Il est étonnant de constater rétrospectivement à quel point l’esthétique du minimalisme musical incarnée paf la musique dite « répétitive  » est présente dans les premières années de Crépuscule, non seulement dans les morceaux qui appartiennent directement à ce genre, comme ceux composés par Michael Nyman ou Wim Mertens, mais aussi dans des formes plus pop. Ici, en version électronique, elle pose le paysage sonore d’une dérive new-yorkaise décrite en parler-chanter, d’une voix quasi mécanique, par Miranda Stanton. Celle-ci, après avoir proclamé mémorablement « Boys / like / to urinate / in the corners / all over / the concrete », répète plusieurs fois la séquence « The dirt gets in the way », avec des changements à peine perceptibles, jusqu’à complète métamorphose. Le 45 t Subway est encore enveloppé dans une pochette de Benoît Hennebert : une macrophotographie de spores teintée, élégante mais peut-être trop peu ambiguë. L’album qui suivra, en 1984 (Too Crazy Cowboys), sera plus adéquatement conçu visuellement par l’artiste Lawrence Weiner, maître de la répétition et de la variation performatives.

10. Tuxedomoon, Queen Christina

(Divine, OPT 001/TWI 056 – mai 1982)



En 1981, le chorégraphe Maurice Béjart commanda à Tuxedomoon la musique pour un ballet consacré à la vie de Greta Garbo: bon exemple de la collaboration entre les arts pratiquée largement par Les Disques du Crépuscule.
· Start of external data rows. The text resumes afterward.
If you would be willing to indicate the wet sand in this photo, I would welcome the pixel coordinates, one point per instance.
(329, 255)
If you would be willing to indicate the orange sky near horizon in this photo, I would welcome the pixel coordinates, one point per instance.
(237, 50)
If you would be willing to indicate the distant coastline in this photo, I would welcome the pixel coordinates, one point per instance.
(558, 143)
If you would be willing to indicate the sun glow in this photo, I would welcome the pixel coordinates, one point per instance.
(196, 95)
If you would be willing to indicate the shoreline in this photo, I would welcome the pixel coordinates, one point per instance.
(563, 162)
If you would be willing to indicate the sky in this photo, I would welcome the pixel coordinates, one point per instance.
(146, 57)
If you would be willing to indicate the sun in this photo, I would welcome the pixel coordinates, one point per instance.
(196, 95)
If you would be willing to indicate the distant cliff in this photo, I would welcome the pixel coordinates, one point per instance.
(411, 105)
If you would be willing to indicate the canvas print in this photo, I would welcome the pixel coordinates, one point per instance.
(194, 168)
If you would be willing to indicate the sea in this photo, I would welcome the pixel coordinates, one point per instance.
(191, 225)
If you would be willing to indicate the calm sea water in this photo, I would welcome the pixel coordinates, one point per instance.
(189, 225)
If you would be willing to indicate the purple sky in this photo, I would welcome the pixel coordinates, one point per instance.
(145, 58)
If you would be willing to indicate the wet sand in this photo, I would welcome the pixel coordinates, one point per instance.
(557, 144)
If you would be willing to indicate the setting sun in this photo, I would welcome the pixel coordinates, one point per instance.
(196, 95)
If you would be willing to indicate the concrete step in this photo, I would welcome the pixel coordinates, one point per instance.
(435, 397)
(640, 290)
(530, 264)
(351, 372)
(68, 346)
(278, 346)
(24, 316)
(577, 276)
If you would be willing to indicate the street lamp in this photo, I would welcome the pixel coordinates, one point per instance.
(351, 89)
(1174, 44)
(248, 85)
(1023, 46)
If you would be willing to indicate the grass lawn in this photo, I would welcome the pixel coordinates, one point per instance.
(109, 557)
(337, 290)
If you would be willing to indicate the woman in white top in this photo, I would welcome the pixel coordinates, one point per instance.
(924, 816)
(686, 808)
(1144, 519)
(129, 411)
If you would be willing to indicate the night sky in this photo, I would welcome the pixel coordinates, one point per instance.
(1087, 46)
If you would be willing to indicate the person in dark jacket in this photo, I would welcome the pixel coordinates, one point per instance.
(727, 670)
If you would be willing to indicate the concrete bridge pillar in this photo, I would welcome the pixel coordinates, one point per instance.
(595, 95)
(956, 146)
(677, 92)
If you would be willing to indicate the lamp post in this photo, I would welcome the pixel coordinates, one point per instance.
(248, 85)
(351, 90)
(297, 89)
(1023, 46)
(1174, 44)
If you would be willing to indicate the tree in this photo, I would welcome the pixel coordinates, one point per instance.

Les Californiens, alors installés à Bruxelles, partirent pour ce morceau d’un extrait de voix de l’actrice – ode à l’amour, à la création et à la joie – depuis lequel ils développèrent une partition électronique, sublime de froideur soudainement réchauffée, comme l’était Garbo dans le film de Rouben Mamoulian. La couverture de l’album montre un dessin expressionniste de Winston Tong, membre du groupe, qui interprète justement la séquence d’où est repris l’extrait de voix : celle où la reine de Suède jouée par Garbo déclare sa flamme à un ambassadeur espagnol d’une insupportable fatuité.

11. Richard Jobson, India Song

(Some of the Interesting Things You’ll See on a Long-Distance Flight (cassette), TWI 081 – 1983)

Peut-être est-il difficile aujourd’hui d’écouter les déclamations emphatiques de poèmes adaptant des films ou des livres de Jean Cocteau ou de Marguerite Duras, au moins sans sourire. C’est pourquoi cette version de India Song est surnuméraire dans ce Selectorama. Elle témoigne cependant de l’esprit es Disques du Crépuscule, avec son snobisme éhonté mais aussi sa volonté de diffuser le meilleur de la haute culture dans un format populaire (cette hiérarchisation était encore très forte à l’époque). On peut à bon droit préférer la version où la musique pour piano de Carlos d’Alessio est accompagnée de la voix de Jeanne Moreau et des paroles de l’écrivaine elle-même. Mais la prestation de Richard Jobson – par ailleurs terrible chanteur de groupes ampoulés comme Skids ou The Armoury Show – me touche encore par sa sincérité. Et peut-être parce qu’elle m’a fait lire et voir Duras…


Éric de Chassey tiendra une conférence au sujet des Disques de Crépuscule, qui aura lieu au château de Fontainebleau, le vendredi 2 juin, à 16h30 – dans le cadre du Festival de l’histoire de l’art du 2 au 4 juin 2023.